Fanny Arendt

Personal information
- Born: 5 June 2002 (age 24)

Sport
- Sport: Athletics
- Event(s): Middle-distance running, Sprint

Achievements and titles
- Personal bests: 400m: 52.84 (2024) NR Indoor 200m: 24.66 (2026) 400m: 53.08 (2026) NR 800m: 2:00.83 (2026) NR

= Fanny Arendt =

Luxembourgish middle-distance runner

Fanny Arendt (born 5 June 2002) is a track and field athlete from Luxembourg who competes as a sprinter and middle-distance runner. She is a national record holder and multiple-time national champion.

==Early and personal life==
A twin, both Arendt and her twin sister Noa, a rugby union player at McMaster University in Hamilton, Ontario, both had double scoliosis in childhood. Between the age of 5 to 17, Arendt wore a corset; up to her neck when she younger, and later from waist to armpits. She suffered many injuries and stress fractures and later moderated her training regime to include more cycling and cross training.

==Career==
Arendt competed for Luxembourg at the 2023 European Games, but was only able to compete sparingly in 2024 due to injury. In June 2024, she won the Luxembourg national title over 400 metres, and placed second over 800 metres.

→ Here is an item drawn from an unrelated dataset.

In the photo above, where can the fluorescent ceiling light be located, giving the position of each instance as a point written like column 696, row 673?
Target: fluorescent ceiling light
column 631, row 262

Competing in the United States for Texas Tech University, Arendt broke Charline Mathias' 15-year-old 400 metres national record in 2025, and set school records that year in the women's 800 metres both indoors and outdoors. She won the women's 800 meters at the Big 12 indoor championships, and placed second at the Big 12 outdoor championships, setting a new personal best on five occasions.

Arendt won the 400 metres at the 2025 European Athletics Team Championships Third Division in Maribor, Slovenia, in June 2025, helping Luxembourg gain promotion to the Second Division. She also won in the 4 x 400 metres relay with the Luxembourg team at the championships. She placed fourth over 800 metres at the 2025 Summer World University Games in Bochum, Germany. In August, Arendt won both the women’s 400 metres and 800 metres titles at the Luxembourg Athletics Championships.

Arendt ran a Luxembourg national indoor record and outright lifetime best over 800 metres of 2:00.83 on 18 January 2026, at the CMCM Indoor Meeting in Luxembourg, a silver meeting on the 2026 World Athletics Indoor Tour. In June, she qualified for the 800 metres at the 2026 NCAA Outdoor Championships.